A bit of Garmin reminiscing
My first GPS was a handheld brick Garmin 76S in about 2001. I've also got a GPSMap 60CSX (2004?) which is just the best. Unbreakable and resilient. Has suffered much abuse. I still use it with OSM maps on an SD card.
I've also got an Oregon (2013-ish) which I used on my bike as it was roughly the right size - a bit bigger than the Edges - still not cycling specific but pretty good and has bluetooth so some degree of synchronisation with the phone worked. But still mainly a wired device. It has OS maps too, which I really like. It was a fairly big lump on the handlebars, but a fantastically capable device.
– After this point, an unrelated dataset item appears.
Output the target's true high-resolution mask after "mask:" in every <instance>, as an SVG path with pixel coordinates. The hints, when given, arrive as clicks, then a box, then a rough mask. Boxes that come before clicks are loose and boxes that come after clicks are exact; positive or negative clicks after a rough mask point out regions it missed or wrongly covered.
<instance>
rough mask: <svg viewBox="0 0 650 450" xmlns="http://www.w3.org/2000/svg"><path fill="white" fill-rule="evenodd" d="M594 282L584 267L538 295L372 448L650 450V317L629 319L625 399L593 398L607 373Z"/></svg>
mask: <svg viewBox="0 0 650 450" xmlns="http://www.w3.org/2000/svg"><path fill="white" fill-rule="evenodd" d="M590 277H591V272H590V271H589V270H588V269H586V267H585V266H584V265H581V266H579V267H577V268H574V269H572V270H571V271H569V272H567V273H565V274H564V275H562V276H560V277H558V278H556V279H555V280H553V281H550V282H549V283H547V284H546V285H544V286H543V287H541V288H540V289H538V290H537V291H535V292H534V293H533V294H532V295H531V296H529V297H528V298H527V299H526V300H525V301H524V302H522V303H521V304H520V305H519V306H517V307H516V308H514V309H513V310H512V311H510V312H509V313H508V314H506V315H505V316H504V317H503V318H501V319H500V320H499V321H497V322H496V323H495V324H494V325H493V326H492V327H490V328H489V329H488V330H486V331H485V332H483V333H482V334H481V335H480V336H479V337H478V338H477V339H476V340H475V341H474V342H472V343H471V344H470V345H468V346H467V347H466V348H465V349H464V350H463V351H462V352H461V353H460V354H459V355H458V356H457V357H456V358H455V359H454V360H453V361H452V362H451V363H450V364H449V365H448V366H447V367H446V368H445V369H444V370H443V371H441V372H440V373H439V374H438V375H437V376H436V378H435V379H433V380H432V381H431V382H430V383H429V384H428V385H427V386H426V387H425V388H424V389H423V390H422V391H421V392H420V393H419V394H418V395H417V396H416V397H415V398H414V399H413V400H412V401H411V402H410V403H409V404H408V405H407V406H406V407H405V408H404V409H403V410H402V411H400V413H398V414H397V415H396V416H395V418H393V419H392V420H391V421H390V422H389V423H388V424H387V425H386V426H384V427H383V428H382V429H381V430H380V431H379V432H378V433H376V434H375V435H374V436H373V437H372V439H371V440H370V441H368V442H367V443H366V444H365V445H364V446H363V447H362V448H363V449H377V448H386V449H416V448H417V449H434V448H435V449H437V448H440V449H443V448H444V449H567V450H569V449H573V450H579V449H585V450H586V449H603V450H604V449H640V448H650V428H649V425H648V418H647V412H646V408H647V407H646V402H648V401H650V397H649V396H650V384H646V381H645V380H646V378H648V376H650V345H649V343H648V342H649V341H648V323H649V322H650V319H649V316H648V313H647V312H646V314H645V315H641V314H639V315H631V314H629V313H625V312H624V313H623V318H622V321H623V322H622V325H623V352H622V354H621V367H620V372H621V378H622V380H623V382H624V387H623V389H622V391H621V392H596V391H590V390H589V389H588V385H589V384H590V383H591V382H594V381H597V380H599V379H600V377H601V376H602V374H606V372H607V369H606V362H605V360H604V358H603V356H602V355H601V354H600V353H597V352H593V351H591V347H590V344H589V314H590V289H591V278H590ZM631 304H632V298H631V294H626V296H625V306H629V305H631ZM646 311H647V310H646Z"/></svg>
It doesn't have turn-by-turn, it was follow-the-track navigation.
In about 2015 (out of warranty) I knackered the screen on the Oregon and Garmin replaced it with a refurbed device for a real bargain amount. Sadly they don't do this any more and charge quite a bit for replacements. The new one even had a camera built in, but I've never used that.
I got my first Garmin Edge device in about 2013?. I forget what it was, I got it second hand. It was garbage compared to the handhelds. It felt like a cheap toy, the menus were sluggish, the graphics really chunky, it kept freezing up. It didn't have a fat lot in the way of features. Battery life was poor. They had squeezed too much complexity into too little processing/memory. I never used it much as the Oregon was worlds better. I think I gave it away.
Then I got an Edge Touring Plus in 2015-ish. This was the first recognisably decent Edge that I'd had, it had turn by turn routing that worked properly, but it was still underpowered compared to the bigger handheld Oregon. It was ... quirky. It would do things like have a nervous breakdown if I loaded routes that were too long. The battery life wasn't stellar. It couldn't charge and record at the same time. But despite these shortcomings it was a nice device, but needed sympathetic handling. I think also it was cable-only.
Next was an Edge 530 that I got around 2000-ish. The first Edge device that was really good, with no real flaws, didn't hang up, has turn-by-turn, reasonable battery life, bluetooth sync and all that. Finally they had got it right. I think it took that long for the hardware to be properly capable of what the software wanted.
Now I use an Edge 1040 (2023). That has more battery life than I need and a zillion features. I didn't need it over the 530 but I just felt it was time to buy another gadget.
So what's my point? In less than 10 years Garmin Edge devices went from tamagotchi-like rubbish toy to really capable cycling computers with more features than most people could ever want.
By the way, I'm not bigging up Garmin in comparison with others here, I'm sure that Wahoo, Bryton, Cateye etc are all equally capable. Competition means that consumer devices are all much of a muchness.